Their debut recital took place on 25 October 1930 at the Grotrian Hall, including pieces by J. S. Bach, Schumann, Arensky and Bax. There followed many public recitals and BBC broadcasts until the war interrupted things. During the war they played on behalf of CEMA (the wartime Council for the Encouragement of Music and the Arts) and ENSA (the Entertainments National Service Association), and substituted for unavailable orchestras in many theatre and ballet pits - including the Ballet Rambert, for which Mary played with Angus Morrison, and the Sadler's Wells Ballet, for which Geraldine played with Constant Lambert.

Geraldine met the poet Randall Swingler in 1931 and married him on 17 April 1933 at St Mary Magdalene's Church, Munster Square. They had a son and a daughter (Judith) who married the composer Edward Williams. Mary Peppin married Wing Commander Paddy Fisher (later Dr R.E.W Fisher) in 1943. Both husbands were left wing activists. Mary and Geraldine were also deeply involved in left-wing political organizations in the 1930s and 40s, accompanying choirs for the Workers' Musical Association, and among the many other artists and musicians involved with the Unity Theatre, King's Cross and in the Hampstead communist party branch. The only recordings they left were arrangements of workers songs for two pianos made by their composer friends Alan Bush and Alan Rawsthorne on Topic Records. In his book Churchill's Spy Files, Nigel West reports that the Peppins' flat in Islington (at 9b Canonbury Square) was a centre for clandestine communist activity during the war and was under surveillance.

==Post war==
After the war the piano duo partnership continued with great critical success. Pianist and contemporary James Gibb said of them: "Their ensemble was as near perfection as I have ever heard in duo-playing". Their repertoire included all the great two-piano works, such as Mozart's D major Sonata, the Brahms F minor Sonata and Debussy's En blanc et noir. But they also championed works by contemporary British composers, including Stanley Bate's Three Pieces for Two Pianos, Arnold Cooke's Sonata for Two Pianos, Peter Racine Fricker's Concertante for Three Pianos (with additional pianist Kyla Greenbaum), Constant Lambert's Trois Pieces Negres and Humphrey Searle's Gold Coast Customs, the latter two at the same concert on 17 May 1949, held at BBC Broadcasting House.

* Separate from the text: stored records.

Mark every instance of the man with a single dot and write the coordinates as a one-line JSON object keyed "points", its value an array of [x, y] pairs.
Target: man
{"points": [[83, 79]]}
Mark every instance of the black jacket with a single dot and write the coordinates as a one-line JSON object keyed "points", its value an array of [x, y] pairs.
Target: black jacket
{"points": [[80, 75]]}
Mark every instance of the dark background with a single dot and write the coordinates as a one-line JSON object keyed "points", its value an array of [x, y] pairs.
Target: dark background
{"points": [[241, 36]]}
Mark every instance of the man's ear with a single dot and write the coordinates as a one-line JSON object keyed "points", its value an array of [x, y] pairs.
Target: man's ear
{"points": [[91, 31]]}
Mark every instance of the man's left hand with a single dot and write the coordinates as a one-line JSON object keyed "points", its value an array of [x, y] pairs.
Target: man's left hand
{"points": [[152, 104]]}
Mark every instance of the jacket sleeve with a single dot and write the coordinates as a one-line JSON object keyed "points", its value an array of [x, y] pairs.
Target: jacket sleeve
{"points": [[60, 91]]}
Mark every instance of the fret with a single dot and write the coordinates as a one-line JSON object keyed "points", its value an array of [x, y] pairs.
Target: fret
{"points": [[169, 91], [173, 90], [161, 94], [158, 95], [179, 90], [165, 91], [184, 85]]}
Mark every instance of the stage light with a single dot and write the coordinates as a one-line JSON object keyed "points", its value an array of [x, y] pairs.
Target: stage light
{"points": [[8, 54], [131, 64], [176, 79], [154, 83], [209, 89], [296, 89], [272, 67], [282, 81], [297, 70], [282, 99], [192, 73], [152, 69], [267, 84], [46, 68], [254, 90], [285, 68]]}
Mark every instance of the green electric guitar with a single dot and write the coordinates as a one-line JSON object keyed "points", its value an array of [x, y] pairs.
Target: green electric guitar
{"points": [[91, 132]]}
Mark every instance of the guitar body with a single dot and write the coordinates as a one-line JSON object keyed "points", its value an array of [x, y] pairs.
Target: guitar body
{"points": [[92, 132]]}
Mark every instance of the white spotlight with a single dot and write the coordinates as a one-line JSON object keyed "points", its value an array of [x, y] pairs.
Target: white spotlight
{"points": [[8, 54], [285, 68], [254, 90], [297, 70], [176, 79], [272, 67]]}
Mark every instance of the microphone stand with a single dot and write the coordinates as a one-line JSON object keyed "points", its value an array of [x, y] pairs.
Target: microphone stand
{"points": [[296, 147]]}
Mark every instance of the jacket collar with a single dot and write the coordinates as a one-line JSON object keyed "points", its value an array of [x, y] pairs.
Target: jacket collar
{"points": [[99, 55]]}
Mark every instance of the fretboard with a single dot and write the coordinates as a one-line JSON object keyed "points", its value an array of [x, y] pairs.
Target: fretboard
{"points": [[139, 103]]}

The sisters also knew and worked with the composers Alan Bush, Alan Rawsthorne, Bernard Stevens, John Sykes and Phyllis Tate. Bernard Stevens wrote two works for the duo: Introduction and Allegro (which they premiered in 1957) and A Birthday Song (1963), with its theme derived from their names. Stevens also wrote his Elegiac Fugue on the name 'Geraldine (1981) in memory of Geraldine. In 1959 the sisters performed the Hungarian composer Pál Járdányi's Sonata for Two Pianos (1942) in its first UK and broadcast performance.

From the early 1960s, the sisters both joined the staff at the Guildhall School of Music, teaching piano. Their pupils included Elizabeth Dunn and John E. Keane (Geraldine), and Simon Kent (Mary) among many others. They were both living close to each other in Pebmarsh, Essex towards the end of their lives. Geraldine died in December 1980 and Mary nine years later in August 1989. They left no significant recordings, and broadcasting archives have not survived.

==Other piano duos==
Piano duos contemporary with the Peppin Sisters included Rose and Ottilie Sutro, Bartlett and Robertson, Doris Arnold and Harry Pepper, Rawicz and Landauer, Phyllis Sellick & Cyril Smith, and Joan and Valerie Trimble.

Other twin sister piano duos include the Pekinel sisters (born 1951), Claire and Antoinette Cann (born 1963), Ferhan & Ferzan Önder (born 1965), Christina and Michelle Naughton (born 1988), Ani and Nia Sulkhanishvili (born 1988) and Marianna and Stephanie Kapsetaki (born 1991).